Lann Martin (Feb 14 2023 at 21:49):

Yeah, if you wanted to use a content-addressed store "natively" you would need to stick to the "canonical fully split" form. That does make the inlining option less appealing.

Lann Martin (Feb 14 2023 at 21:52):

I don't have a good sense of how many data segments we should expect in general. I've seen some pretty heavy fragmentation from wizer+dotnet iirc; if there are a lot of small segments the OCI protocol overhead might eat away at the deduplication savings

Lann Martin (Feb 14 2023 at 21:52):

I guess that would be an argument in favor of splitting only passive segments

Luke Wagner (Feb 15 2023 at 18:59):

I think the canonical split algorithm could also make the canonical decision of whether to split or not based on byte length (e.g.: data segments don't get split out unless they are bigger than X bytes). if we version the split format up front, then we could have different magic constants and criteria for different versions over time based on experience

Lann Martin (Feb 15 2023 at 20:03):

@Peter Huene was your "I think so" in zoom a pro-splitting stance?

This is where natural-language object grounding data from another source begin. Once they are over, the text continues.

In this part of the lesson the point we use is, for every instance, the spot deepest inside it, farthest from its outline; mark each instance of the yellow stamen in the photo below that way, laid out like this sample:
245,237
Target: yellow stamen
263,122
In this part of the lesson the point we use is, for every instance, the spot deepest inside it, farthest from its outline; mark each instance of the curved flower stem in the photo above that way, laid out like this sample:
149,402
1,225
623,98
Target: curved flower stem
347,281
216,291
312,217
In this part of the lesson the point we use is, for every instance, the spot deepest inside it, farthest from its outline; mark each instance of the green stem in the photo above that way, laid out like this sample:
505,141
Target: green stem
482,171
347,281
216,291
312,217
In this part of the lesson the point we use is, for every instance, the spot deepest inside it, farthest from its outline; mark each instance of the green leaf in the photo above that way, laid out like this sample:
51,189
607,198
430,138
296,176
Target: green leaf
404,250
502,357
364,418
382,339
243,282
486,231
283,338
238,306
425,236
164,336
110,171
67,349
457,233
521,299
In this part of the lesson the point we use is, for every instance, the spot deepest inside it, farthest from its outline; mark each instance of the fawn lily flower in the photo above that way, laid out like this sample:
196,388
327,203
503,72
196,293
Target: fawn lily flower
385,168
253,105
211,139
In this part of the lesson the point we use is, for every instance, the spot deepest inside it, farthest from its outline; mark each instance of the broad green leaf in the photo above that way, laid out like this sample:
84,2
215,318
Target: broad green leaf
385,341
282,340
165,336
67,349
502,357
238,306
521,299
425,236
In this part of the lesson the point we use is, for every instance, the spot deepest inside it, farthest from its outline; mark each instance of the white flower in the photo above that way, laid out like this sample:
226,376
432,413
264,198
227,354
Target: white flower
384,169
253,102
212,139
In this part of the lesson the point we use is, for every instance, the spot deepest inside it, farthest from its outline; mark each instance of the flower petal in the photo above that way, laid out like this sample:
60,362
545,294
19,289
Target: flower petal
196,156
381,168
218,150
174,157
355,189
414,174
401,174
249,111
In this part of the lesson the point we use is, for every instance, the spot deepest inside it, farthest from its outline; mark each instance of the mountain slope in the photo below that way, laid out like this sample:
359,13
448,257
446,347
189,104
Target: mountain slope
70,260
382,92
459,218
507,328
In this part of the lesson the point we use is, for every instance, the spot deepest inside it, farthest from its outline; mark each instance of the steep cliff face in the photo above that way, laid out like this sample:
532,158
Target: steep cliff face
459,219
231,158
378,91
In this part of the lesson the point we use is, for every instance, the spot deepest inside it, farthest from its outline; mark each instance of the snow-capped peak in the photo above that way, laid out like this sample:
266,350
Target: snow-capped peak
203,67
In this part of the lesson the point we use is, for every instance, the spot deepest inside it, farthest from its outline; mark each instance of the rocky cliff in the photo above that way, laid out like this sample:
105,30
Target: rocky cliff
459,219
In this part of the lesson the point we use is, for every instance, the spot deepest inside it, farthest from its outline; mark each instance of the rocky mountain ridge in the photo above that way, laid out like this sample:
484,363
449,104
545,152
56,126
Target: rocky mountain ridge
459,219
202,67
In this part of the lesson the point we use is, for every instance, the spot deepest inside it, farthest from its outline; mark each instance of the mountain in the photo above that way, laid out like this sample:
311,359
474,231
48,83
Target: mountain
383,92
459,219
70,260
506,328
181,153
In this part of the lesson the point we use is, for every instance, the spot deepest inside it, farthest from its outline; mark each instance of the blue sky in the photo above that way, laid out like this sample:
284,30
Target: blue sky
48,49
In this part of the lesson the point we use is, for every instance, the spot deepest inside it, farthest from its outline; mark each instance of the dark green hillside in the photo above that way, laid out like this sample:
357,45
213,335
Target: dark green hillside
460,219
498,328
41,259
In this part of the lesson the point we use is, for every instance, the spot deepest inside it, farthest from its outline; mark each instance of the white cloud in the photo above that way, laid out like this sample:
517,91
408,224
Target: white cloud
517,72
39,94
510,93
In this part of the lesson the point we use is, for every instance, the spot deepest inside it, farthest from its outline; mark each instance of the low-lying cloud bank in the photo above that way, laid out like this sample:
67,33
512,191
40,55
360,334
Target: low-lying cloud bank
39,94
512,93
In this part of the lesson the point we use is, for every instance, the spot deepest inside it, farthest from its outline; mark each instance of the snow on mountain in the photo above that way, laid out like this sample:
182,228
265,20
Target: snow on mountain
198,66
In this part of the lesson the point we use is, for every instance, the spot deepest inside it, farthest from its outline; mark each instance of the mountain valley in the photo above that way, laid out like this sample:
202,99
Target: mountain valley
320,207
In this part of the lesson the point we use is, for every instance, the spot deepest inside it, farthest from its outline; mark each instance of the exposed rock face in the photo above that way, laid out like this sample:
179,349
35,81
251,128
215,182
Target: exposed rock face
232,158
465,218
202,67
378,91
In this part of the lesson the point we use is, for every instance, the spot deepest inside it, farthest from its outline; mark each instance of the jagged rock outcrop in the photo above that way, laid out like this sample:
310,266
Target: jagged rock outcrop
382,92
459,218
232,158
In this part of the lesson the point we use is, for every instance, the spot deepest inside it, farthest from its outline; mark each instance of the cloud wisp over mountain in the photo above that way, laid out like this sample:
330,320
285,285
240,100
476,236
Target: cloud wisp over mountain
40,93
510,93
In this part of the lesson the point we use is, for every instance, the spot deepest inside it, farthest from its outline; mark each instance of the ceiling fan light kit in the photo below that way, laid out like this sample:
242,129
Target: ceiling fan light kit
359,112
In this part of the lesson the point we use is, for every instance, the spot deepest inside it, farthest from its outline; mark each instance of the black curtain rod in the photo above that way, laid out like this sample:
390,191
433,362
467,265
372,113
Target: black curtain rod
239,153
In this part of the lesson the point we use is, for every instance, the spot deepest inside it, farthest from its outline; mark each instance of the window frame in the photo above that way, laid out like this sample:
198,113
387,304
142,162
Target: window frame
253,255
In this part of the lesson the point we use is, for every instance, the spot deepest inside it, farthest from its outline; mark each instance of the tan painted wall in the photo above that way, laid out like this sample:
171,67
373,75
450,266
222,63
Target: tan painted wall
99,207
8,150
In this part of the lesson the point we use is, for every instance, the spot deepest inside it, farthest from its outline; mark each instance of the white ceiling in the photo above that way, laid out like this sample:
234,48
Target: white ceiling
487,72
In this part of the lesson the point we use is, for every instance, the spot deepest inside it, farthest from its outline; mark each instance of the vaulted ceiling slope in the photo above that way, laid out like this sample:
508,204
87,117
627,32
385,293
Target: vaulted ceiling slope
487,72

Peter Huene (Feb 15 2023 at 20:24):

oh sorry, no that was in response to the question if clients would cache the content-addressed data by the digest so that it can be reused between multiple split components

Peter Huene (Feb 15 2023 at 20:24):

but i am pro-splitting in general if that's the question

Peter Huene (Feb 15 2023 at 20:25):

sorry i missed some context having to chase the dog down the street

Peter Huene (Feb 15 2023 at 20:25):

thankfully we (i rounded up two neighbors to help) caught her

Last updated: Apr 11 2025 at 05:03 UTC